An Qing y Liu Yan respondieron, con An Qing sirviendo la sopa y los platos, y Liu Yan agarrando los palillos pero lanzando a Song Tian una mirada melancólica:
—¡Te has divertido, pero ni siquiera me has lamido a mí!
Song Tian estalló en carcajadas, pellizcándole la cintura y subiéndola a la mesa del comedor:
—¡Entonces tú serás mi plato!
Mientras hablaba, le separó las piernas, colocando sus hermosos pies en la mesa, con las piernas bien abiertas, revelando su bonita hendidura.
Song Tian contempló la hendidura de mariposa ligeramente vellosa y húmeda y no pudo resistirse a agarrar un par de palillos, separando suavemente su hendidura y sujetando esa «Perla».
—¡Esta es la parte más sabrosa!
Con eso, Song Tian extendió su lengua, lamiendo suavemente la brillante «Perla».
—¡Ah!
Las piernas de Liu Yan se tensaron, dejando escapar un grito tembloroso.
Song Tian golpeaba la «Perla» con los palillos, ocasionalmente dándole un pellizco y una lamida, haciendo que el jugo claro y resbaladizo fluyera sin cesar de la hendidura de Liu Yan.

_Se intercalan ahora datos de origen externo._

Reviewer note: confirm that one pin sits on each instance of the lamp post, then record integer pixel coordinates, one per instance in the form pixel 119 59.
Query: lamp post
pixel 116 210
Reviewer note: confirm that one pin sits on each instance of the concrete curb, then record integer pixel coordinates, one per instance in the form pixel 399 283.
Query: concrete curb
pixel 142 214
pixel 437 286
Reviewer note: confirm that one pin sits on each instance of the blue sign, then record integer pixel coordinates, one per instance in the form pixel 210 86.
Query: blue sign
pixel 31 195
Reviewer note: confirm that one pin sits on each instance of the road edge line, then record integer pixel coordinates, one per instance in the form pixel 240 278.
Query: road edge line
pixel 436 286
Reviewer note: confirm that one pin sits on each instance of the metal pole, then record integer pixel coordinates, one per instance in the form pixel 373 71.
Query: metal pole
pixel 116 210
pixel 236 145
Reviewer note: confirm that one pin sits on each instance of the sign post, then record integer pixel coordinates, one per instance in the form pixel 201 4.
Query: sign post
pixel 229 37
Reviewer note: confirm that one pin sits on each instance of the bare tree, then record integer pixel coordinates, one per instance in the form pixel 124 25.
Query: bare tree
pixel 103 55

Recordando los trucos que le enseñó su maestra, Chen Chen, Song Tian agarró un trozo de apio con los palillos, lo tocó con sus labios—no estaba caliente—y luego lo metió en la hendidura de Liu Yan.
—¡Mmm!
La intrusión hizo que Liu Yan gimiera involuntariamente.

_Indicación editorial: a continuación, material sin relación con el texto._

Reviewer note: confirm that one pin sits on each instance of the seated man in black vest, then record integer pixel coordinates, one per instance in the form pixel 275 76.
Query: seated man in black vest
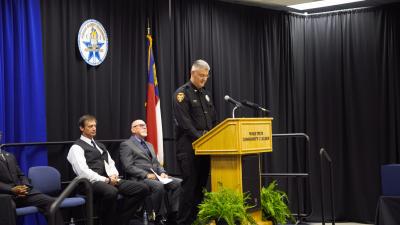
pixel 140 163
pixel 90 159
pixel 14 183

Song Tian saboreó su hendidura, chupando vigorosamente, sacando el trozo de apio mezclado con los jugos de Liu Yan y masticó, tragándoselo.
Esta técnica hizo que madre e hija temblaran delicadamente, sus ojos nadando en lujuria, tiernas y abrumadas.
Jadeando pesadamente, Song Tian dijo:
—Tía, ven a sentarte a la mesa también, separa tus piernas, sí, así—¡qué delicia sin igual!
Song Tian las miró posadas en la mesa, dos pares de piernas incomparablemente hermosas separadas, dos exquisitas hendiduras destilando jugos justo ante sus ojos.
Esto, esto es un festín para los ojos.